魔女カメリエ、美闘士はじかじった程度だといっていたが、相当の実力があるようだ。
なにより、攻撃はロクに教えていない。
だが、待てよ。
「セリスさん。おっぱいを狙って!」
「はあ⁉ 何をおっしゃって⁉」
顔を真っ赤にしたセリスが、振り返った。
「ほら、攻撃が来ますよ!」
「わわ!」
身体をのけぞらせて、セリスは回避する。が、わずかにかすってしまった。
「ちょちょ!」
水着のヒモが、ほどけそうだ。
「スライムの弱点は、おっぱいです! おっぱいに一撃を!」
わなわな、という音が、セリスから聞こえてくる。
「ライカさんの、ばかーっ!」
オッパイを狙ってのハイキックを、スライムに食らわせた。
前蹴りを浴びて、スライムがライカのいる方角へ吹っ飛ぶ。
「ぶっぺ!」
せっかく、セリスからの攻撃だ。
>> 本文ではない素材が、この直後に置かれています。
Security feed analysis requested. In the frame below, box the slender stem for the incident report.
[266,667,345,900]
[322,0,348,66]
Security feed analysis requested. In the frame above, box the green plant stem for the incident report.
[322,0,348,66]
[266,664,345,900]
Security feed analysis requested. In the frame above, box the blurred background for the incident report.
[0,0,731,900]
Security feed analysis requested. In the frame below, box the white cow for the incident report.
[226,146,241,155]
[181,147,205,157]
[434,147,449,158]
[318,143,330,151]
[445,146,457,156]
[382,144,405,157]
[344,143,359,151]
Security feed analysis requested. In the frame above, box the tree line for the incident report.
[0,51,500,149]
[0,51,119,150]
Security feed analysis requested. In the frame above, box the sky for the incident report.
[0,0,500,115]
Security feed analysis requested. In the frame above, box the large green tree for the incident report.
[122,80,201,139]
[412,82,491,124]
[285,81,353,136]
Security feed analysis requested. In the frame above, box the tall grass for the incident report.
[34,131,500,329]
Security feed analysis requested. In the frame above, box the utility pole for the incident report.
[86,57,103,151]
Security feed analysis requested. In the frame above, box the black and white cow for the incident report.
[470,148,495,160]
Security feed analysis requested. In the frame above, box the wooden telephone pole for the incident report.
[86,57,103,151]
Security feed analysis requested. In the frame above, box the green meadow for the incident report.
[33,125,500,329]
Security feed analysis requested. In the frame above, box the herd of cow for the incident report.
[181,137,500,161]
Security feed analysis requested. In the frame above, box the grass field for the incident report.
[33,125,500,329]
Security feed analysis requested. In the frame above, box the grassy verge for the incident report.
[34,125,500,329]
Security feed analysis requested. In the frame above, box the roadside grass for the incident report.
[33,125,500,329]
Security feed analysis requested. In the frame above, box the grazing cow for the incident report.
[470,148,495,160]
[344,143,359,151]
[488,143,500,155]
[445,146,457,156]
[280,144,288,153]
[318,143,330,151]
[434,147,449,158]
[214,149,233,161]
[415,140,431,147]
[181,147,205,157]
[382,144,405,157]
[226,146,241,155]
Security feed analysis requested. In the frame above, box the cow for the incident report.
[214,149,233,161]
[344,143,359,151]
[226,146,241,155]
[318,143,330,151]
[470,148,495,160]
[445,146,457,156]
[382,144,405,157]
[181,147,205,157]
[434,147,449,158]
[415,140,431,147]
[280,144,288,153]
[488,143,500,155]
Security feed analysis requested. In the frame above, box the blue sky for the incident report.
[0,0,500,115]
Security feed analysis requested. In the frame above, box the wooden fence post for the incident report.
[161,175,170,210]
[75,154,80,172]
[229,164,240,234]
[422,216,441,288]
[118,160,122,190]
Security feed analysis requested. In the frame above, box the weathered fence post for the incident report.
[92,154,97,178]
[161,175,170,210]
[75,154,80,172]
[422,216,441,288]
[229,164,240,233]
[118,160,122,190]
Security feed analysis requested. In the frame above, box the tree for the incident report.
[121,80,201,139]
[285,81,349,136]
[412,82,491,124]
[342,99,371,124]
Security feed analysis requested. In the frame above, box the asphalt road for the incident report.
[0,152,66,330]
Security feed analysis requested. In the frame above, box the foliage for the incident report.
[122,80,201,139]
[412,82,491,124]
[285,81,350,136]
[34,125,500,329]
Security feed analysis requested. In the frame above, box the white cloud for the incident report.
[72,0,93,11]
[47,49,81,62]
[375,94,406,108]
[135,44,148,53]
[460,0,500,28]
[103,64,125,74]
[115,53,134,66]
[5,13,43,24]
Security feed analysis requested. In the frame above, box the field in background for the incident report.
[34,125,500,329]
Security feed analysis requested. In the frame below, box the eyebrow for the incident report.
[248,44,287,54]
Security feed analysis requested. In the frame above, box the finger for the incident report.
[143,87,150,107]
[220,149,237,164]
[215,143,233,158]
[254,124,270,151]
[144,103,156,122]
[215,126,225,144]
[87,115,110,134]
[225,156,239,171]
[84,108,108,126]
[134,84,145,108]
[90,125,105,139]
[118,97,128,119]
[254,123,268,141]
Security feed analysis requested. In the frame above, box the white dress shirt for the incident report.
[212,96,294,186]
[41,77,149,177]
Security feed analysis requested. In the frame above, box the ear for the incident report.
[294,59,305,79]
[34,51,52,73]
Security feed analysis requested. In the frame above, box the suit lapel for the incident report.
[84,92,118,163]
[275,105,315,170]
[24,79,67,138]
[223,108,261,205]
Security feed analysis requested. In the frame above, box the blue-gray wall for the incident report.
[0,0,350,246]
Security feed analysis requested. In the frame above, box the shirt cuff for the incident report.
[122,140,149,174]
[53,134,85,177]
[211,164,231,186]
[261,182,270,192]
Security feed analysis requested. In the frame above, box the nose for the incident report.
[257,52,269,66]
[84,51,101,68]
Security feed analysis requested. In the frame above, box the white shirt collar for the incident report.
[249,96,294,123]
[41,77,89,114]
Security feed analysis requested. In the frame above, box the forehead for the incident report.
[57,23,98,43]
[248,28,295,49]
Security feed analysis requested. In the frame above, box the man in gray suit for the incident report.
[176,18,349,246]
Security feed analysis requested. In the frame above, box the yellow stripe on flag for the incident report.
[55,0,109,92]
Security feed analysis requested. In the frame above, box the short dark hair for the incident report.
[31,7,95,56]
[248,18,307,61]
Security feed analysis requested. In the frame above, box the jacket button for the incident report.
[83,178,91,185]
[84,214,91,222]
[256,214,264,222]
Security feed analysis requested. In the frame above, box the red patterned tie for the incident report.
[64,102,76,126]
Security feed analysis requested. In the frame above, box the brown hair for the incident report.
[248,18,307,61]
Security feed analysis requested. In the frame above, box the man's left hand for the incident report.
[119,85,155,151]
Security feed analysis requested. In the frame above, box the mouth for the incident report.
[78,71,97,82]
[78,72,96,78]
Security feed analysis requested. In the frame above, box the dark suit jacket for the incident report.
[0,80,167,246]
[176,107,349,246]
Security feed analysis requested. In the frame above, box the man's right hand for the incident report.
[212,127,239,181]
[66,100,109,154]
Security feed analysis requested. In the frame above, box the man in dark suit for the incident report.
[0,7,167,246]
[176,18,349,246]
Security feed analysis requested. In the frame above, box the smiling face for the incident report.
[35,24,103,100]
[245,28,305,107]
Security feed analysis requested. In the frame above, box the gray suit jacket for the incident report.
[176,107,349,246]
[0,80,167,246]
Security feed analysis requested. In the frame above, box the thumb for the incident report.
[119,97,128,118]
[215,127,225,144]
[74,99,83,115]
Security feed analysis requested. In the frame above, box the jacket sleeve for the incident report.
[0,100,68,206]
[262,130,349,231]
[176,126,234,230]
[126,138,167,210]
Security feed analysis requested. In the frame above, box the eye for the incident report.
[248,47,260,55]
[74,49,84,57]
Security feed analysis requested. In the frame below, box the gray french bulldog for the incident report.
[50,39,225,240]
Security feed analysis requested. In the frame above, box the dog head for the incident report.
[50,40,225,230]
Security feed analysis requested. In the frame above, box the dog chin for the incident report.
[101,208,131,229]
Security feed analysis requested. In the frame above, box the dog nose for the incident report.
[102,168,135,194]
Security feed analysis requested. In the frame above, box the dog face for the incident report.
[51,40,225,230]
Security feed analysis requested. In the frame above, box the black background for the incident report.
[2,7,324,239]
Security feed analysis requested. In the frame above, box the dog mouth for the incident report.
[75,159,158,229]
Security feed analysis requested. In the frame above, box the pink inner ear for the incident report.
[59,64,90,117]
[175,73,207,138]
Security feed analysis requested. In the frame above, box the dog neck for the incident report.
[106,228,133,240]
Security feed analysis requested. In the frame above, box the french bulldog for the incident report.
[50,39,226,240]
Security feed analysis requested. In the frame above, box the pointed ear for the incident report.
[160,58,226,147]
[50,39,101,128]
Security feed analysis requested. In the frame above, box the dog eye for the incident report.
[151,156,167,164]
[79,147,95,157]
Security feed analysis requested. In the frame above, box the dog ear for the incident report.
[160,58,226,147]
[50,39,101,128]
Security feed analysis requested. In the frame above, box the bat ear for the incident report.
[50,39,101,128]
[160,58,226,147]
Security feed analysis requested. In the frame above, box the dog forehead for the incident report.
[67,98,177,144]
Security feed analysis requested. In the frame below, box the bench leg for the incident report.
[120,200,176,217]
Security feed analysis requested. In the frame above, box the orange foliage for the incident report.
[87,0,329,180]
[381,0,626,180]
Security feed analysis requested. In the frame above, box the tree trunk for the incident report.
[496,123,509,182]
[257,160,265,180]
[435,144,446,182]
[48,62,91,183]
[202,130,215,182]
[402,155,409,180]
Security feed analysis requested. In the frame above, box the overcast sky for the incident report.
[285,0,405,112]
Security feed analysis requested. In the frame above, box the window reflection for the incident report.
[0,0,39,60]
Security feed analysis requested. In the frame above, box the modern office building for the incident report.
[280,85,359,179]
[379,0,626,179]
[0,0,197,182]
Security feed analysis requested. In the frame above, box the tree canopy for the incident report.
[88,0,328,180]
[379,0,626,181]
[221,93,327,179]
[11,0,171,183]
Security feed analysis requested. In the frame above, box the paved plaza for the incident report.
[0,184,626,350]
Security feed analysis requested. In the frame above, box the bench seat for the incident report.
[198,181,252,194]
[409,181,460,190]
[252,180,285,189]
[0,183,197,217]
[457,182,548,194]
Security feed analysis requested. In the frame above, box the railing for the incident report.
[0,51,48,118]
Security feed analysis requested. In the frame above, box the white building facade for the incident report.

甘んじて受ける。
「大丈夫ですか、ライカさん⁉」
大慌ての様子で、セリスとテトがライカの元へ。
「平気ですよ、このくらい」
ライカは、スライムを片手で持ち上げる。
スライムの背中が、不自然に曲がった。
弾力のあったゴーレムは、緑色の液体に戻ってしまう。
ドロドロの体液を、ライカはまともに浴びてしまった。
と、いうことは……。
「お見事!」
カメリエが、全裸になってしまう。
「えっ、ちょ!」
ライカが慌てて、腰布をカメリエにかぶせた。
「どうしたんです⁉ セリスさんの攻撃は、それほどでもなかった気が」
「そうなんじゃ。実際、セリス殿のキックはそこそこのダメージしかなかった。じゃが、テト殿の攻撃も浴びておったし、ライカ殿が」
全力の掌打をスライムに与えたことを、ライカは思い出す。
「すいません。カメリエ様の痴態は、ボクのせいですね」
「なんのなんの。美闘士たるもの、このくらいは慣れておかねば」
カメリエは笑っているが、魔力切れの状態で魔物に襲われては。